Mystery Science Theater 3000 quotes

1930 total quotes


[Waitress and bride-to-be Helen looks dreamily at her distorted reflection in a toaster.]
Mike [as Reflection]: [gravelly voice] Come over to this side!
Crow [as Reflection]: [eerily] Obey the toaster!

[Wanda begins to explain about what happened to her father, but Charmin suddenly stops her.]
Charmin: Wait a minute...is that really your voice?
Servo: [irritated] Oh, jeez, I'd slap this movie if I could!

[Wanda hears some rocks falling in the cavern]
Wanda: Dad?
Mike: Look, your dad's not responsible for everything that happens in the world!

[Warren and Jimmy are having a meeting to discuss sales techniques.]
Mr. Warren: I'll go along with you this morning, Jimmy, on these first two calls.
Jimmy: Gee, that'll be swell, Mr. Warren. I'll sure appreciate your help. I always learn something, too, when we go out together.
Crow [as Jimmy]: Yeah, maybe I can kiss your butt on the way out, huh? How about that?

[Warren has a sales meeting with all his employees.]
Joel [as Warren]: We're gonna have leadership the way my old man told me! You, put a handkerchief on your head! You, swat at imaginary elves! You, rock on the porch all night!
Mr. Warren: Sales are the most important thing in this business.
Servo [as Warren]: Seeing as how we're salesmen, and all.
Mr. Warren: We're gonna work closer together than we have in the past in order to get more sales.
Joel [as Warren]: But first -- martinis!
Mr. Warren: Jimmy, I want to talk with you first.
Crow [as Warren]: 'Cause you've got the most problems.

[Watching footage of a baby chicken forming and hatching.]
Mike: This is gonna be hot, hot, hot!
. . .
Servo: Mork calling Orson...
Crow [as baby chick]: Hey, I'm trying to sleep in here!
. . .
Servo: That is one bloodshot eye.
. . .
Crow: Oh, wait.
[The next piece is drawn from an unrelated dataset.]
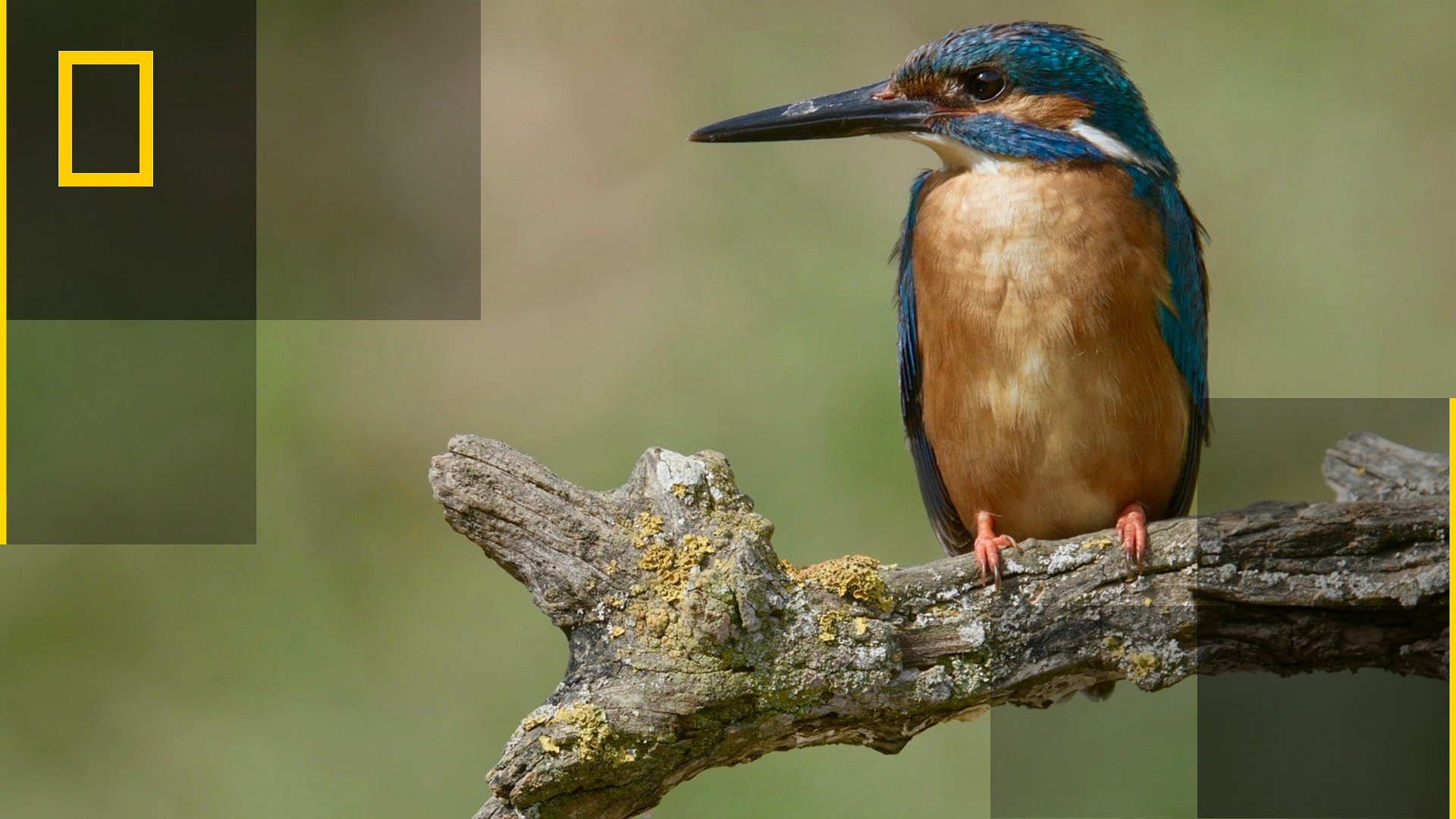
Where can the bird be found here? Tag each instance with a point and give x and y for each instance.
(1052, 293)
That's my Silly Putty.
. . .
Crow: [singing] How dry I am-- [hiccups]
. . .
Narrator: And finally, the fully developed chick is ready to start breaking out of its shell.
Servo [as Narrator]: Sticks of dynamite are arranged carefully around the perimeter.
. . .
Crow: [singing] Come on down and meet everybod-- Oh, sorry.
. . .
Mike: I hate it when people tape their own deliveries.
. . .
Servo: Aren't there supposed to be pantyhose in there?
. . .
Crow [as baby chick]: Oh, what did I do last night?

[Watching girls being passed around by men lying down with their feet up]
Joel [as John Cameron Swayze]: Ah, they take a licking and keep on kicking!
Crow: Women who love too much and the feet that use them.
Servo: This one's on the rebound.

[Watching the title credit]
Tom: You know, Being from Another Planet, I didn't have much to do with this.
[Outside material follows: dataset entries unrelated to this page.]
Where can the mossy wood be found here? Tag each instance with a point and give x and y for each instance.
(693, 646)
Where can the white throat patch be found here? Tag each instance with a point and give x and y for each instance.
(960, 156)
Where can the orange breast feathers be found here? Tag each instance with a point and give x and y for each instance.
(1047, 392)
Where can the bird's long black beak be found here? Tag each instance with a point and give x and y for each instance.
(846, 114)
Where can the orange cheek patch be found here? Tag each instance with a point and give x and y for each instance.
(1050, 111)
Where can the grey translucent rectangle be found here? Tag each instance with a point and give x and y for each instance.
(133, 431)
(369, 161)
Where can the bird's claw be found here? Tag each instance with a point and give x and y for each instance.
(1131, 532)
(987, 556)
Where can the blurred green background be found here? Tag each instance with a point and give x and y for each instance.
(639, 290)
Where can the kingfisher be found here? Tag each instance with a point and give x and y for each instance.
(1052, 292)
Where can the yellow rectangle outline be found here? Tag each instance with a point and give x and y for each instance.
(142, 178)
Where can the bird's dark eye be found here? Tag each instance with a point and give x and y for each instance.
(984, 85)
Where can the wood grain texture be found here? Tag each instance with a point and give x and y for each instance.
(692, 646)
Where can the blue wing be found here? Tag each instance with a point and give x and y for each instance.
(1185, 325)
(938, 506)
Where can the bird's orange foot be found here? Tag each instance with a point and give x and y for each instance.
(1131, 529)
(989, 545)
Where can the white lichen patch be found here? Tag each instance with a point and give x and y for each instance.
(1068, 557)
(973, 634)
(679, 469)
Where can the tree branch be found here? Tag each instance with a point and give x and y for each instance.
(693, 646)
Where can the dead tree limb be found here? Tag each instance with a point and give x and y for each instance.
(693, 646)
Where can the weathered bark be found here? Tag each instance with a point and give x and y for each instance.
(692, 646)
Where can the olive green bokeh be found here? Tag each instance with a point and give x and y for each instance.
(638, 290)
[We are brought to a dull and rather gloomy industrial arts course in progress.]
Crow: [after several seconds of silence] Depressed yet?
Joe [voiceover]: You know, it's fun to have an idea.
Mike [as Joe]: There, wasn't that fun?

[We cut to an obvious toy submarine surfacing within a pool of water.]
Mike: The Tidy Bowl Man is doing all right for himself.
Servo: They're coming up for more baking soda.
[Crow begins snickering.]
Mike: Ah, the ocean's beautiful in this part of the tub.
[Crow snickers again.]
Servo: This set is at least three box tops.
Crow: [recovering his composure] Special effects by... Billy!
. . .
[The radar operator climbs a ladder toward a hatch.]
Mike: Don't go up there! You'll become a toy!
. . .
[The men from the helicopter have climbed down into the submarine.]
Sub Captain: Okay. We can dive.
Servo [as Captain]: Billy's out of the tub. We can dive now.
Crow [as Captain]: Head towards the drain.
[Shot in slow motion, the sub pulls away and the toy helicopter "falls" off into the water.]
Mike: Das Toy Boat!
Servo [as Captain]: Uhp, did somebody tie on the helicopter?
Crow: Oop! Eh... This must be a massive organization to be able to throw away a $1.50 helicopter.
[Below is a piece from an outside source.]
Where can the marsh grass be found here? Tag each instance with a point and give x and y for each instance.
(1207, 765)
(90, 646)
[We hear a barking dog running past]
Tom [As dog, with Japanese accent]: Rufforu! Bow-a-wow!
[A police car drives past in the same direction]
Mike: After that dog!

[We see a large banquet taking place]
Crow [as man]: It might just be the wine, Lars, but you're a pretty man...
Servo [as man]: Sven, no! You mustn't!

[We see an ominous castle in a deserted forest.]
Crow: Last night I dreamt I went to Manderley again.

[We see Nick for the first time, as the nerdish hero gets off his plane]
Crow: This... is not our star, is it? I will not accept this as our star, sorry.

[We see Nick ride his bike through a small town]
Mike [as announcer]: Come on down to parallel parking days.